The property, which their father Cyril acquired cheaply, is a battleground from the start. Danny and Maeve’s mother Elna is shocked when her husband surprises her with the acquisition and is so repelled by its extravagance and determined to help the poor that she leaves the family to do good works in India. When the children’s father dies, their stepmother Andrea kicks them out of the house and they are forced to rely on each other.
“. . . We overlay the present onto the past. We look back through the lens of what we know now. . .”
The story explores the nature of home, the power of the people we leave behind, and how well we know those that we are closest to. As Danny says, “. . . We overlay the present onto the past. We look back through the lens of what we know now, so we’re not seeing it as the people we were, we’re seeing it as the people we are, and that means the past has been radically altered.”

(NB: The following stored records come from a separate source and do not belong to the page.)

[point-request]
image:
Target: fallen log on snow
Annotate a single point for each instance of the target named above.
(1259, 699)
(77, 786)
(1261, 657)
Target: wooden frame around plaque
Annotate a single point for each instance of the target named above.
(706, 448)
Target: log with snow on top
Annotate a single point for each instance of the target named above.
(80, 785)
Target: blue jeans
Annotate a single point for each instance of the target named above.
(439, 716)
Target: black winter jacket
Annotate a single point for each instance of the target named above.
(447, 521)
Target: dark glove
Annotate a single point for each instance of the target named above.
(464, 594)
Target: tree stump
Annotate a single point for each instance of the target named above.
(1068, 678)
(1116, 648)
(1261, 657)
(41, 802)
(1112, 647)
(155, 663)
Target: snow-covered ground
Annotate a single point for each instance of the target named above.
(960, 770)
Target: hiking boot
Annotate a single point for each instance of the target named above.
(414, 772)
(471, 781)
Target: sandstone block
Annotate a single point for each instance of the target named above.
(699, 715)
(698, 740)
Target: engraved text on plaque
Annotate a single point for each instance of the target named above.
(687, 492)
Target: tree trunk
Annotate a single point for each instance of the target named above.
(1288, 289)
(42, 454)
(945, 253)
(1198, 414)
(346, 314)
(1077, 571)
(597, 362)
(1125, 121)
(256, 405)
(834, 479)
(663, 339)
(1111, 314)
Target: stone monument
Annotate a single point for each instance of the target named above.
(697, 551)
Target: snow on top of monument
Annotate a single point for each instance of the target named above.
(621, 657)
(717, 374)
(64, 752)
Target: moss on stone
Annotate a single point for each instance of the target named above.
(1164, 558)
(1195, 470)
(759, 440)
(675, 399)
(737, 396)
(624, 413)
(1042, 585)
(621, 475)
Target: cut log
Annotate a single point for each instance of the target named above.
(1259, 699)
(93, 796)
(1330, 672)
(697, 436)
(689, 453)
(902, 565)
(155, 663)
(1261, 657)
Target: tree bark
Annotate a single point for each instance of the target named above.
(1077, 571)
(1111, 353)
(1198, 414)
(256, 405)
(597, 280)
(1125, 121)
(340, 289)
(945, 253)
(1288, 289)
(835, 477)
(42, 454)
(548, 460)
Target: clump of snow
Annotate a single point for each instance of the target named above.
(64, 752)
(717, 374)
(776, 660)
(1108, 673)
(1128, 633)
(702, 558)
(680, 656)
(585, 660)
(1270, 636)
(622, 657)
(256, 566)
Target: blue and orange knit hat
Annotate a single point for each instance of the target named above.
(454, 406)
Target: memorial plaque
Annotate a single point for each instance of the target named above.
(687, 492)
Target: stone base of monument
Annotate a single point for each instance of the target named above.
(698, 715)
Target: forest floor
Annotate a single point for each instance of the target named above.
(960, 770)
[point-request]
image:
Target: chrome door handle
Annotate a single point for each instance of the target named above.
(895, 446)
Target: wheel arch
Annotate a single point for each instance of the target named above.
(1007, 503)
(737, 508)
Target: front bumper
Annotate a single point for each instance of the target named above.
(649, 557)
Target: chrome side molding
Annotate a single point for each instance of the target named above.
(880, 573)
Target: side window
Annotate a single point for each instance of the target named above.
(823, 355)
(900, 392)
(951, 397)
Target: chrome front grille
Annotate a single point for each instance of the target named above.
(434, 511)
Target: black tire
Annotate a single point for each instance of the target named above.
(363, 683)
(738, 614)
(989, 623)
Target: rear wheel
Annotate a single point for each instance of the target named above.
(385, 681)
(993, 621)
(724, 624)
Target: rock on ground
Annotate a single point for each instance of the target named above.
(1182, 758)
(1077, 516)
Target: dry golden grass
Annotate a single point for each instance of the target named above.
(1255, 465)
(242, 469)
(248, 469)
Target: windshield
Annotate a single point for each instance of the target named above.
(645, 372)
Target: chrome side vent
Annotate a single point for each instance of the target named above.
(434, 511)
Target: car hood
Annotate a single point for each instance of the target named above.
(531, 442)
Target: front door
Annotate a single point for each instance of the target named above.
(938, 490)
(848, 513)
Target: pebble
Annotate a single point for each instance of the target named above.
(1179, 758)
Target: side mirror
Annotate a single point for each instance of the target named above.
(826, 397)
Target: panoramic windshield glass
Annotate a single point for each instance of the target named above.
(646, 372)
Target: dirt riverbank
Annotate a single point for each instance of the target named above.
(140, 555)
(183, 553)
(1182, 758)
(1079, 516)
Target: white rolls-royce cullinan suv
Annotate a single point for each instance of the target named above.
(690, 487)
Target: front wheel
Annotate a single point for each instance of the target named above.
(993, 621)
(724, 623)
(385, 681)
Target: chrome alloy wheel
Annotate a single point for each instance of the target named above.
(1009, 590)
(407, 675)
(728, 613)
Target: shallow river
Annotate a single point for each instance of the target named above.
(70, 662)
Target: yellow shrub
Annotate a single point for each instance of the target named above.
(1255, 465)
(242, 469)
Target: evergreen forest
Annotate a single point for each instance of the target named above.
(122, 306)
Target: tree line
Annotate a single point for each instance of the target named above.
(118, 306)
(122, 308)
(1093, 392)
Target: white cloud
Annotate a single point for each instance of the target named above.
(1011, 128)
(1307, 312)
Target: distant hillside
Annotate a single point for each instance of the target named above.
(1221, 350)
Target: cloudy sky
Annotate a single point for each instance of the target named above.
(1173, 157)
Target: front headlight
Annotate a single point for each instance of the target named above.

The relationship of Maeve and Danny and their continued longing for the Dutch House, which they park outside of periodically to rehash old memories and resentments, is at the heart of the book. Maeve is determined to settle the score by encouraging Danny to use up an education trust fund going to medical school. Danny does this, thought his first love is real estate. Maeve, though successful at work, struggles with diabetes and heart disease and remains unattached romantically.
When their mother reenters their lives after a long absence, the siblings find themselves back at the Dutch House trying to reconcile their pasts with the future and determine the legacy that will endure.